OEM computer checked and capacitors replaced
Chrome valve covers (not stock style)
New OEM harmonic balancer
New engine seals, including front and rear main seals
New OEM clutch fan
Since I have had the car, I have done the following:
New Duralast distributor with new TFI - timing set at 14 degrees
New Accel coil
New AC compressor
New pushrods, guide plates, inspected lifters, and adjusted rockers - apparently there was an issue with the lash/preload adjustment and the
guide plates were gouged out a bit and there was some valve train noise. The entire valve train was inspected professionally, pushrods replaced in an abundance of caution, and rockers adjusted properly.
Now for the symptoms and what I’ve done to try to diagnose it so far:
One day as I was driving home, the car started to stall out randomly at idle. No sputtering or rough idle, it would just shut off. I hadn’t changed anything within 500 miles before this, it just kind of started doing this randomly. No unusual gauge readings or CEL’s. Fuel pressure is about 35 PSI with the vacuum line on, and 39 with the vacuum line off.
The car will start fine, run fine and idle fine without exhibiting any symptoms. Once it has a little bit of heat in the motor, it will not idle for more than 15 seconds. Sometimes when I start it up when it’s got a little heat in it, it dies right away. Each time after it stalls, it fires up on the first crank without any issues, although one time it did crank over for a couple seconds before firing. Usually, it idles on a cold start for approximately 3-5 minutes before it starts having this issue. When it stalls, it’s as if someone just cut the ignition switch. No unusually rough idle, no surging, nothing.

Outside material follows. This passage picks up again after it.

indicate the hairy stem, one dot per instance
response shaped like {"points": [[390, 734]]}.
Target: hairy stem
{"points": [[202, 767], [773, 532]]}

I’ve tried disconnecting the IAC with the car running. Idle drops down to 500 RPM, barely stays alive. So I believe that piece is functioning correctly.
I ran codes on the car - key on, engine off:
81- air diverter solenoid fault, intake air control circuit fault/air injection diverter
82 - integrated relay control module
84- EGR vacuum regulator circuit failure
My guess is that it’s getting a bad signal once it goes into closed loop, but otherwise this is a bit beyond my skill set at this point.